Of course, the one thing they do have in their corner is that they could just...not trade him. Or at least heavily hint that they won’t do it after all.
It’s unlikely, but also seems to be the tactic they are going with at the moment as they leave the Giants twisting in the wind.
The Miami Marlins are not close to trading Giancarlo Stanton but the #SFGiants have been the most aggressive team in trade talks.— Bob Nightengale (@BNightengale) November 16, 2017
If some teams’ argument right now is that Stanton would be worth the same on the open market, the one thing they’re missing in that otherwise airtight reasoning is that...he’s not on the open market.

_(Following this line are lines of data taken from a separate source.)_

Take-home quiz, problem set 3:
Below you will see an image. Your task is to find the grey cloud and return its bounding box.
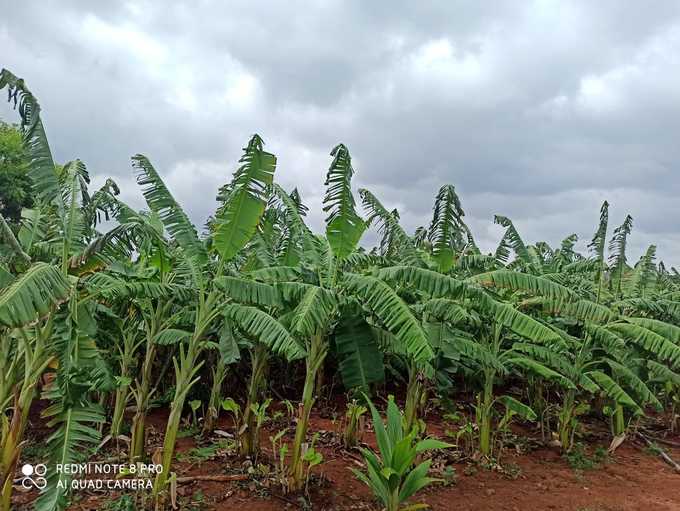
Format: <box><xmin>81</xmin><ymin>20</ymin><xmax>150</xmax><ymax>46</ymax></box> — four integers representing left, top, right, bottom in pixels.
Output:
<box><xmin>0</xmin><ymin>0</ymin><xmax>680</xmax><ymax>264</ymax></box>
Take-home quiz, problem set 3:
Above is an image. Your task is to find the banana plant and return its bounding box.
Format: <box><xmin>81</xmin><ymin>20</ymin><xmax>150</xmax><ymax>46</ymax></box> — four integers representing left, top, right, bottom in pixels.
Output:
<box><xmin>0</xmin><ymin>70</ymin><xmax>145</xmax><ymax>511</ymax></box>
<box><xmin>133</xmin><ymin>135</ymin><xmax>276</xmax><ymax>499</ymax></box>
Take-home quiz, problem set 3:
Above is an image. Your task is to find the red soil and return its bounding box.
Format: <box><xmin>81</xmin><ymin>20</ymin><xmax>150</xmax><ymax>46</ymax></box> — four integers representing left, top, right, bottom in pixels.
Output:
<box><xmin>16</xmin><ymin>406</ymin><xmax>680</xmax><ymax>511</ymax></box>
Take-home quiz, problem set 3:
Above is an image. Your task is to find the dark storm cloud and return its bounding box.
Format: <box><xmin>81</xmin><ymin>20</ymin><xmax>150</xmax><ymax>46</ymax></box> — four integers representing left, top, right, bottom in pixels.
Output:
<box><xmin>0</xmin><ymin>0</ymin><xmax>680</xmax><ymax>264</ymax></box>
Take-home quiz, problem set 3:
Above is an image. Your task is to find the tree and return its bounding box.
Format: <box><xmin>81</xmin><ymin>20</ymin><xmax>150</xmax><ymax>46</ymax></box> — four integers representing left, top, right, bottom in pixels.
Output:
<box><xmin>0</xmin><ymin>120</ymin><xmax>33</xmax><ymax>226</ymax></box>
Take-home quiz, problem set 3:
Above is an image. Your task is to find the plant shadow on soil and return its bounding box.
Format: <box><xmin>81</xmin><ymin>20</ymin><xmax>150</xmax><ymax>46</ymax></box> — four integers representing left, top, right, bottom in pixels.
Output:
<box><xmin>14</xmin><ymin>400</ymin><xmax>680</xmax><ymax>511</ymax></box>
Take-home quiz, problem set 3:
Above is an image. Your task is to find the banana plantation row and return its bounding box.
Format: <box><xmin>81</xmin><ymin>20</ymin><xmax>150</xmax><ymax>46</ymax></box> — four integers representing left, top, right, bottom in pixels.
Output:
<box><xmin>0</xmin><ymin>70</ymin><xmax>680</xmax><ymax>511</ymax></box>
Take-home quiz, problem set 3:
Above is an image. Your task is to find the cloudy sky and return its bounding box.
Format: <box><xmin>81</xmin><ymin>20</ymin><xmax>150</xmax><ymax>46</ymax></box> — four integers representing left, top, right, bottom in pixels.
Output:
<box><xmin>0</xmin><ymin>0</ymin><xmax>680</xmax><ymax>264</ymax></box>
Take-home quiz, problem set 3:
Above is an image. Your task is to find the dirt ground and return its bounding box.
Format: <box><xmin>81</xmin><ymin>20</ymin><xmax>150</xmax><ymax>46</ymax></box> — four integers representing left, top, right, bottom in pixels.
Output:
<box><xmin>15</xmin><ymin>404</ymin><xmax>680</xmax><ymax>511</ymax></box>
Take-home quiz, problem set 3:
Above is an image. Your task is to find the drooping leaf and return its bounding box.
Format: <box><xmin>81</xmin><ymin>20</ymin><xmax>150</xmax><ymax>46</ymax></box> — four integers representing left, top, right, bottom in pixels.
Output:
<box><xmin>213</xmin><ymin>135</ymin><xmax>276</xmax><ymax>261</ymax></box>
<box><xmin>323</xmin><ymin>144</ymin><xmax>366</xmax><ymax>260</ymax></box>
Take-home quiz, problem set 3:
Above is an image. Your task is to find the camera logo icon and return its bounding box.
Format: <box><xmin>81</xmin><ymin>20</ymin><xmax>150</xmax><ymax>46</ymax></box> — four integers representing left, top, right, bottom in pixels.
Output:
<box><xmin>21</xmin><ymin>463</ymin><xmax>47</xmax><ymax>490</ymax></box>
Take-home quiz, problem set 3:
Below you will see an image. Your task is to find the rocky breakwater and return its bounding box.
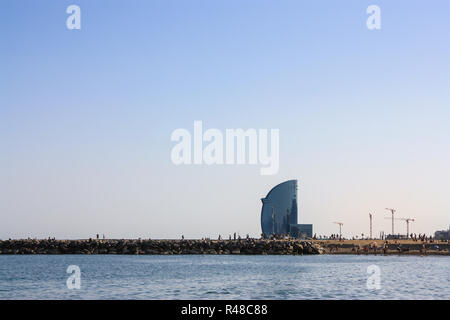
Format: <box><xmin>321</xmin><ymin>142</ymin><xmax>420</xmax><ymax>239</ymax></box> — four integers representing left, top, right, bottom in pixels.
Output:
<box><xmin>0</xmin><ymin>239</ymin><xmax>324</xmax><ymax>255</ymax></box>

His true free agent value doesn’t really matter because that’s not the case here.
The Marlins get to make the decision here and even though they laid their hand on the table way before betting was over this round, they might still be able to redeem themselves here because they have the shiny chip that everybody else wants.
Depending on their internal target for salary shedding, coughing up $5 million a year through 2027 isn’t all that bad if it means they can haggle for multiple solid-to-great prospects in return.
After broadcasting their plans to the league without a care in the world, that might be their best possible outcome when they finally part ways with Stanton.